Oral Presentation- Symposium 12th International Mammalogical Congress

Ecological correlates of changes in the abundance of the main hantavirus hosts in Brazil (#29)

Renata de Lara Muylaert 1 2 , Ricardo Siqueira Bovendorp 1 , Gilberto Sabino-Santos Jr 3 , Camila de Fátima Priante Bernardo 1 2 , Mauro Galetti 1 , Milton Cezar Ribeiro 1 2
  1. Department of Ecology, Biosciences Institute, São Paulo State University UNESP, Rio Claro, São Paulo, Brazil
  2. LEEC Spatial Ecology and Conservation Lab, Rio Claro, São Paulo, Brazil
  3. Center for Virology Research, School of Medicine in Ribeirão Preto, University of São Paulo, Ribeirão Preto, São Paulo, Brazil

One of the main species responsible for hantavirus disease transmission in Brazil is Necromys lasiurus, a rodent found in the Brazilian main biomes (savannas and tropical forests) usually living in and out of native forests. Here we investigated how this species responds to the landscape structure, habitat heterogeneity, climate and local rodent diversity. Our expectation was that landscape structure gathers the main correlates of the abundance of rodents, where areas with 1) predominance of agricultural matrix, 2) more contact areas between favorable habitat for reservoirs and remaining vegetation and would positively affect their abundance. We analysed data on areas where rodents were captured from a set of 278 inventories mainly located within the Atlantic Forest. Heterogeneity was calculated based on the supposed affinity of N. lasiurus for open agricultural areas and native vegetation areas. N. lasiurus was found in 35 sites and the main effects of predictors were the positive influence of habitat heterogeneity and the negative effect of precipitation on their abundance. Abundance peaked at intermediate to high levels of habitat heterogeneity at landscape scale.

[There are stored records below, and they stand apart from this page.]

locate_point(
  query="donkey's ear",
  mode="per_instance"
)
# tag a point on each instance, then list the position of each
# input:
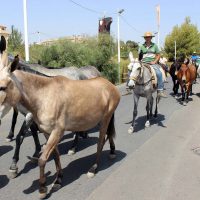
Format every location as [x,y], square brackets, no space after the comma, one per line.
[15,63]
[2,44]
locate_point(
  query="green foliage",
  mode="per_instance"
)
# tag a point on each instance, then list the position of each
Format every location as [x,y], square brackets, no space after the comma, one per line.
[15,43]
[187,39]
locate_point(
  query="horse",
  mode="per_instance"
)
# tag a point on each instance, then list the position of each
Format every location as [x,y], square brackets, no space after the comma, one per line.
[175,66]
[80,106]
[186,76]
[141,78]
[74,73]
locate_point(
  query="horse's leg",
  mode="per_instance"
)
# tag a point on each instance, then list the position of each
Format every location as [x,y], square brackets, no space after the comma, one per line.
[34,131]
[50,146]
[58,182]
[106,127]
[151,107]
[73,148]
[19,139]
[111,133]
[136,99]
[14,120]
[156,107]
[148,108]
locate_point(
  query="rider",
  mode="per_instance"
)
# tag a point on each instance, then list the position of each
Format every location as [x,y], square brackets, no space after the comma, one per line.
[150,53]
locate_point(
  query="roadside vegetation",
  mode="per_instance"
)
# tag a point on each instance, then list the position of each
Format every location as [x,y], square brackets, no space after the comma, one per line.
[101,51]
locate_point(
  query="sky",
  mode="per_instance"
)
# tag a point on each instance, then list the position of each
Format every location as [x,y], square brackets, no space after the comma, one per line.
[48,19]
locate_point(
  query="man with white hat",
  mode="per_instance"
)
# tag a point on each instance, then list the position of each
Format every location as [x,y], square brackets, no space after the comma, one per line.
[150,53]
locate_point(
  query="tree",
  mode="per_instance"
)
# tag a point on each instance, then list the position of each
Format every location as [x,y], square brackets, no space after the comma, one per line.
[187,39]
[15,43]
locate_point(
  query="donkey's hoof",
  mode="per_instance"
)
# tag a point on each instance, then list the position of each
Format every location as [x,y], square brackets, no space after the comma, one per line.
[33,159]
[56,187]
[112,156]
[8,139]
[42,195]
[147,124]
[131,130]
[13,174]
[90,174]
[71,152]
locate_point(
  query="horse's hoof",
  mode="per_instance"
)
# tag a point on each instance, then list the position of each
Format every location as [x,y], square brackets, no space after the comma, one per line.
[33,159]
[112,156]
[90,174]
[147,124]
[71,152]
[13,174]
[8,139]
[131,130]
[42,195]
[56,187]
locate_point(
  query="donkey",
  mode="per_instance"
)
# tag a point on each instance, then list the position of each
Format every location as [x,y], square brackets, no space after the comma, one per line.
[71,72]
[186,76]
[141,80]
[55,112]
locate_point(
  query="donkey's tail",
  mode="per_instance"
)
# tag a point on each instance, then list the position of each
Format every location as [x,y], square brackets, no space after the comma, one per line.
[111,128]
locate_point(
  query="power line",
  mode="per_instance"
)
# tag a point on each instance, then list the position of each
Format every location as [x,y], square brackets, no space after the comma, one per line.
[89,9]
[130,25]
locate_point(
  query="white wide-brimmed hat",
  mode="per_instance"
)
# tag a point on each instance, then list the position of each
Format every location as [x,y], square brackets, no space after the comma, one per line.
[148,34]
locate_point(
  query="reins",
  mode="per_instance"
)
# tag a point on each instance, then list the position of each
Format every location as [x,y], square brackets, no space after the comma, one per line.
[140,75]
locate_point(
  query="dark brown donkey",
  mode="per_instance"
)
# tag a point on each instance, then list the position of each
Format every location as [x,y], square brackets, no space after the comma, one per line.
[186,76]
[58,104]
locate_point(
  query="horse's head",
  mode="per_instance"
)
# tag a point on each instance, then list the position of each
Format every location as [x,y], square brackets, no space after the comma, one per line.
[183,73]
[6,86]
[136,74]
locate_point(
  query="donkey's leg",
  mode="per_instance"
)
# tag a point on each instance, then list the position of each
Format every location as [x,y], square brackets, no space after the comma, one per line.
[14,120]
[34,131]
[50,146]
[136,99]
[148,108]
[58,182]
[101,142]
[111,134]
[19,139]
[73,148]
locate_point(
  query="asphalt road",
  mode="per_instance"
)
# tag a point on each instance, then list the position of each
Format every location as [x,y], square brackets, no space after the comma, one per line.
[76,185]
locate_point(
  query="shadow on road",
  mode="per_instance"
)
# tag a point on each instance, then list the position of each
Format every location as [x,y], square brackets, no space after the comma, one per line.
[140,122]
[76,168]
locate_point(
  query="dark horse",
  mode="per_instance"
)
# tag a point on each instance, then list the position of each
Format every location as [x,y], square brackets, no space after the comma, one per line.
[82,73]
[186,77]
[173,72]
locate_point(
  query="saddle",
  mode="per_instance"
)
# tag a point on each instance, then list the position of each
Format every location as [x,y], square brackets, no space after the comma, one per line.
[153,73]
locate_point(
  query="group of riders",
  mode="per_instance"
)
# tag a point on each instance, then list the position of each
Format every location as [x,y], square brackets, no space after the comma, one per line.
[149,53]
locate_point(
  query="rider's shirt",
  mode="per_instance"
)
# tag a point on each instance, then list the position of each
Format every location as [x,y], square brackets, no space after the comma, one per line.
[194,57]
[149,53]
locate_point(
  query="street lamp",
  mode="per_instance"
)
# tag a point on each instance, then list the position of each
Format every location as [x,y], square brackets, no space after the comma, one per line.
[26,31]
[119,13]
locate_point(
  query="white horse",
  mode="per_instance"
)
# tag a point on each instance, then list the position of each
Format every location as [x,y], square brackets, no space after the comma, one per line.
[141,78]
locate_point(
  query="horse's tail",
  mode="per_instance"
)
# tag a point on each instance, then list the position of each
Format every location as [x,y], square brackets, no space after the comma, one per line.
[111,128]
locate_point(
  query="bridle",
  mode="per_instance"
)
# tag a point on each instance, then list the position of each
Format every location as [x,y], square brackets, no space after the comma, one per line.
[136,78]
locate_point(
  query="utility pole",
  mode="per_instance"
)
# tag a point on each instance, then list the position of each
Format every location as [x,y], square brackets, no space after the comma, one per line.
[26,32]
[119,13]
[175,50]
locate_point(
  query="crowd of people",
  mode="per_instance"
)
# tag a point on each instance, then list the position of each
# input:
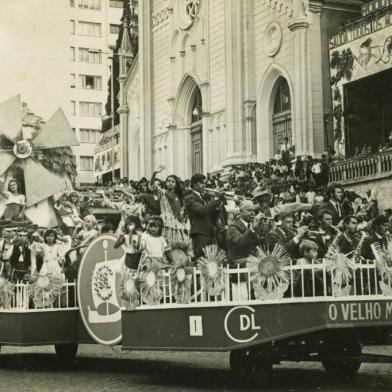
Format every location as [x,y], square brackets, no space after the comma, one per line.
[286,202]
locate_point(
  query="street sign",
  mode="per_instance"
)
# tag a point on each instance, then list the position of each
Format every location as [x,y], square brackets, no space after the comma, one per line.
[99,290]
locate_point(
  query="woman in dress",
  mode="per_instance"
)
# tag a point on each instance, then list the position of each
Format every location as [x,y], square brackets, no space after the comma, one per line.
[15,204]
[172,210]
[52,255]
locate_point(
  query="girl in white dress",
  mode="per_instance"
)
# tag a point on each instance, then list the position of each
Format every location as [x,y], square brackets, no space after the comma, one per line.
[52,255]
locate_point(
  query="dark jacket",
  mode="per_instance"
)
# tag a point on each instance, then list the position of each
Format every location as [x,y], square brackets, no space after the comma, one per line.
[14,259]
[323,241]
[286,240]
[241,241]
[366,247]
[203,216]
[336,217]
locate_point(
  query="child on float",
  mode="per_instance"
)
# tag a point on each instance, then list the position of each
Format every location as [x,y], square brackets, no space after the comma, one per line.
[130,240]
[52,255]
[303,282]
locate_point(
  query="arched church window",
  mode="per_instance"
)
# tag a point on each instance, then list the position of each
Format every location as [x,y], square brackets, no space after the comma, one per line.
[281,116]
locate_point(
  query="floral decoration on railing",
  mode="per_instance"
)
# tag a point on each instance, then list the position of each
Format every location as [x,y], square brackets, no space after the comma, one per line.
[181,272]
[151,279]
[44,290]
[6,293]
[211,267]
[340,266]
[270,279]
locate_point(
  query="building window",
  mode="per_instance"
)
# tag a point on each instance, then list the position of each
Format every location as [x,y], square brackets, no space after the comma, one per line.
[72,27]
[90,4]
[72,53]
[89,135]
[87,55]
[72,80]
[90,81]
[90,29]
[86,163]
[114,29]
[90,108]
[116,3]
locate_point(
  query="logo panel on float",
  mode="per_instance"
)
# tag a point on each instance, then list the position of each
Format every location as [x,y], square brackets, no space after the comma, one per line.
[99,290]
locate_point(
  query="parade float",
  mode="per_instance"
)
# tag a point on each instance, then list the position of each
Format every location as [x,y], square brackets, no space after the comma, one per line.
[36,155]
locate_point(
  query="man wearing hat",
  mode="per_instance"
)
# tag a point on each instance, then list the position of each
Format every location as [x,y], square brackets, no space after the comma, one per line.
[20,256]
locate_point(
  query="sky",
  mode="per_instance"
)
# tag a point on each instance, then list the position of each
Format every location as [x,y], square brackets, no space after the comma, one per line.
[34,53]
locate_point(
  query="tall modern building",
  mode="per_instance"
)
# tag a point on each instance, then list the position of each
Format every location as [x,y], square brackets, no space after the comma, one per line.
[93,29]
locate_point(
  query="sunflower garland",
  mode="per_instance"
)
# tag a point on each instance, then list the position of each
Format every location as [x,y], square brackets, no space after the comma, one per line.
[6,293]
[211,267]
[181,272]
[151,279]
[270,280]
[129,290]
[45,289]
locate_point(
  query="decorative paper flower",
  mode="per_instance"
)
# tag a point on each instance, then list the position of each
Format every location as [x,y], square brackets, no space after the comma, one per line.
[44,289]
[6,293]
[151,281]
[211,266]
[270,280]
[180,273]
[384,262]
[340,267]
[129,291]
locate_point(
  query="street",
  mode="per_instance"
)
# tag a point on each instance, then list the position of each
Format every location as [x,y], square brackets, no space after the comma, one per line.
[104,369]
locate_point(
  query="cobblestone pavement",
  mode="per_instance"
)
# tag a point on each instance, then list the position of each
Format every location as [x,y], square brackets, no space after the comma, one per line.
[103,369]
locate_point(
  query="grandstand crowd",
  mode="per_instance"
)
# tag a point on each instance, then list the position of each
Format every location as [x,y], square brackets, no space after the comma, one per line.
[284,201]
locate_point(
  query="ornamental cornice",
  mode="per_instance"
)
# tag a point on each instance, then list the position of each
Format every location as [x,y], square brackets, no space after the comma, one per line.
[284,7]
[160,17]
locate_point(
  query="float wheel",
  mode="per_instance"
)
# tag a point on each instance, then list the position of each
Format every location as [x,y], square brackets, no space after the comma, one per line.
[242,361]
[337,359]
[66,352]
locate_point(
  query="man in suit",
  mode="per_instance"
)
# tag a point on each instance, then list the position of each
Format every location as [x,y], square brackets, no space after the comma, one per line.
[336,193]
[326,233]
[285,235]
[203,215]
[242,240]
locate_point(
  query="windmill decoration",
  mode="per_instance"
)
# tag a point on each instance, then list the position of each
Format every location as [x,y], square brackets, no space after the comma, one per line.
[21,145]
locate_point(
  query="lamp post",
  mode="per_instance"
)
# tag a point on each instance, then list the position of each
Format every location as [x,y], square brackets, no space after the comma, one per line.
[110,55]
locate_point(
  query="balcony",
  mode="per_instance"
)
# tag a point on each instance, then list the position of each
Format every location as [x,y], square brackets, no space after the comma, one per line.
[361,169]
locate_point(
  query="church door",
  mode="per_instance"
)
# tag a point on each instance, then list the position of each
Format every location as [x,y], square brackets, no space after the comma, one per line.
[197,149]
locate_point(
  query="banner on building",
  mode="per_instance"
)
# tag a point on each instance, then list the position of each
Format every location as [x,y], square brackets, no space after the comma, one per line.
[103,160]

Local rodent diversity was not associated with N. lasiurus abundance, suggesting that landscape alteration is more important to determine abundance than other rodent species dominance effects. It would be interesting to test the influence of other trophic levels on this host abundance. This information helps to inform surveillance and prevention of hantavirus disease in the field and also contributes to understand potential factors influencing disease transmission risk.